El hule de la esperanza

 

Margarita cerró las ventanas de su casa a cal y canto. A Pancho, el canario, lo quitó del patio para que no cogiera frío. Se sentó en una de las sillas de la cocina y, con el dorso de la mano, alisó una arruga que había en el hule que cubría la mesa. La tele no estaba encendida y las luces las tenía apagadas. No quería ruidos ni nada que la molestara. La casa estaba tan triste como ella.
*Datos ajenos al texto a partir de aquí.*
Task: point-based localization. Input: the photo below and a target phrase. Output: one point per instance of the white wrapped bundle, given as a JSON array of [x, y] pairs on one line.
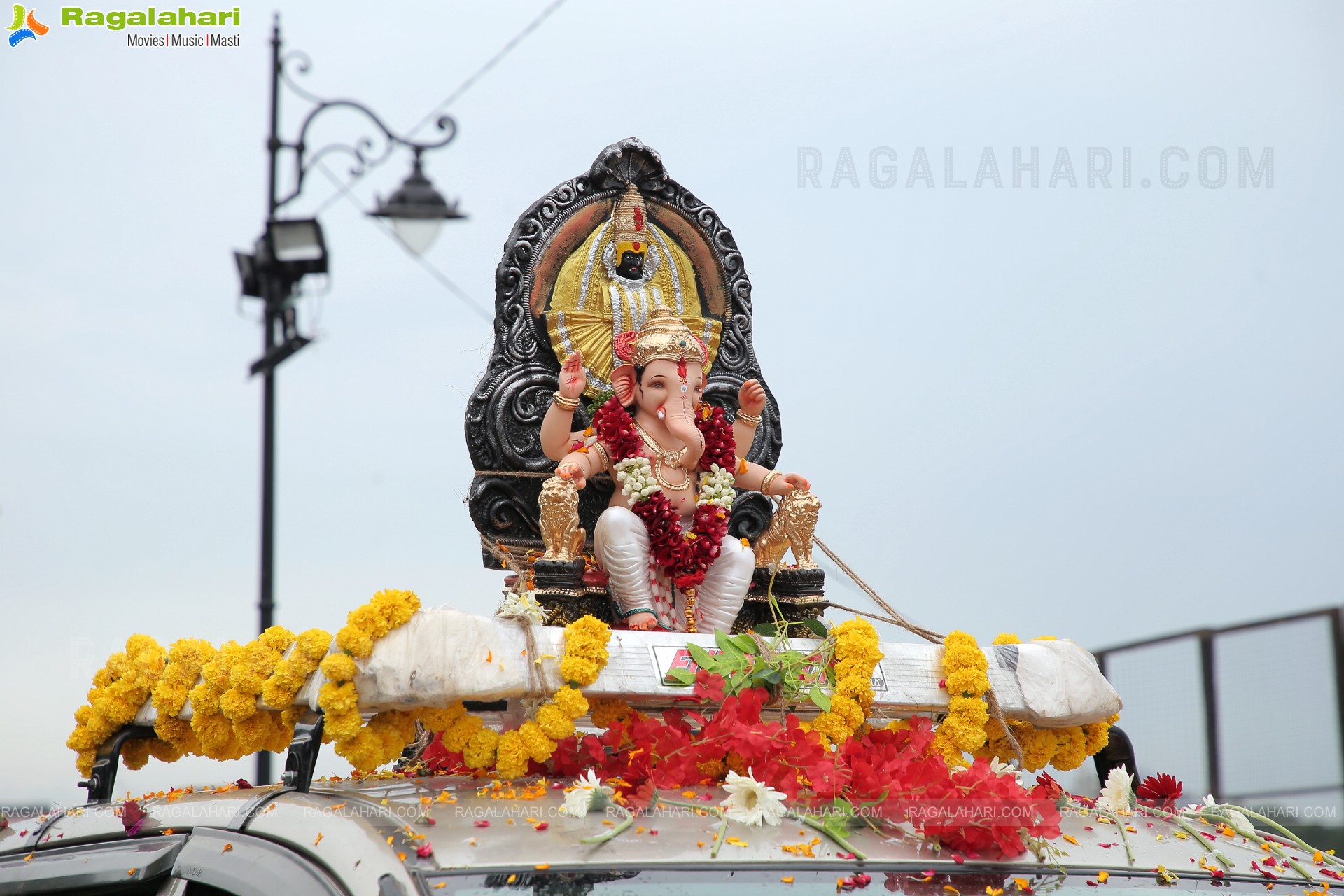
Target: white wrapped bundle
[[444, 654]]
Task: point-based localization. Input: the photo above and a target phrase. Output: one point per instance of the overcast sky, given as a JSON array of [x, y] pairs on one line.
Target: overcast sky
[[1085, 412]]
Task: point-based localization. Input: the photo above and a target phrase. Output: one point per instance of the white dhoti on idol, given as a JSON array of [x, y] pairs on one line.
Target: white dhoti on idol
[[622, 545]]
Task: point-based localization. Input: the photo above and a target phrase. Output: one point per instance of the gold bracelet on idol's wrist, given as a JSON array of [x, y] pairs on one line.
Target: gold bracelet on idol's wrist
[[601, 451]]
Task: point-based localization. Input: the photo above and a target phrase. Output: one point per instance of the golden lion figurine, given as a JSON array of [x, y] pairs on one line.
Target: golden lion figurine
[[561, 528], [790, 528]]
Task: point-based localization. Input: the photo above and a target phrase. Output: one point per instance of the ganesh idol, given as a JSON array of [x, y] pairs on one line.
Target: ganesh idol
[[663, 542]]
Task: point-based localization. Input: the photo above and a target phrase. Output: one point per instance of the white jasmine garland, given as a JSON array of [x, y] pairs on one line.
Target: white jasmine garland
[[522, 605], [717, 486], [587, 793], [1004, 769], [636, 479], [750, 801]]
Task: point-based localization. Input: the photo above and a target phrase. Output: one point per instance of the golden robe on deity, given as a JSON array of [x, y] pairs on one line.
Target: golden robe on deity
[[593, 302]]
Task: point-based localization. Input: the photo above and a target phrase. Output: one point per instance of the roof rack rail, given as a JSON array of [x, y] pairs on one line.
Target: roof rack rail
[[300, 761]]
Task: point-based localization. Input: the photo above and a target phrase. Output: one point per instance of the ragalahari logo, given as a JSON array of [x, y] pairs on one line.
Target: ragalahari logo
[[24, 26]]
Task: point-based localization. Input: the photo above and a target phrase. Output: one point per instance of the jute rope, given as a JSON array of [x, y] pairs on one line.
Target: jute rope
[[522, 620], [531, 475], [895, 618], [891, 618]]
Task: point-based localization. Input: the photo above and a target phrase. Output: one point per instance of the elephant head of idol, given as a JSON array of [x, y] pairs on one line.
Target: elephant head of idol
[[662, 378]]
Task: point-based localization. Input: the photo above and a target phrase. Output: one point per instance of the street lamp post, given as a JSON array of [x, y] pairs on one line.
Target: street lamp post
[[289, 248]]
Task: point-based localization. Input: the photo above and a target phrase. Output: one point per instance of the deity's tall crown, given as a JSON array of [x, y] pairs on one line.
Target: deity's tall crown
[[629, 223], [663, 337]]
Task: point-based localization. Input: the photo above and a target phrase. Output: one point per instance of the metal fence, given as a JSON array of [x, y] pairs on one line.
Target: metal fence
[[1250, 713]]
Este año no vendrían sus hijos a cenar para Nochebuena. Margarita entendía que tocaba apretar el corazón para parar el virus que acechaba en la calle y que estaba robando sueños y vidas. Pero estaba cansada de tragar saliva bañada por el dolor cuando se enteraba de que alguna amiga se había ido. Ya ni rezaba. Había perdido la fe en ese dios al que siempre le pedía lo imposible y que tantas veces la había escuchado. Margarita besó la medalla con la foto de su marido que le colgaba del cuello. Lo echaba de menos, todos los días. Se llevó ambas manos a la cara y fijó la mirada en el dibujo que tenía el hule. Pequeñas estrellas de cuatro puntas, que, según la señora de la mercería que se lo vendió, había sido un éxito en estas navidades. Mientras ahogaba su soledad en cada arista de las estrellas, repetía entre suspiros la frase que siempre le decía su nieto cuando la llamaba por teléfono: “Abuela, esto también pasará”.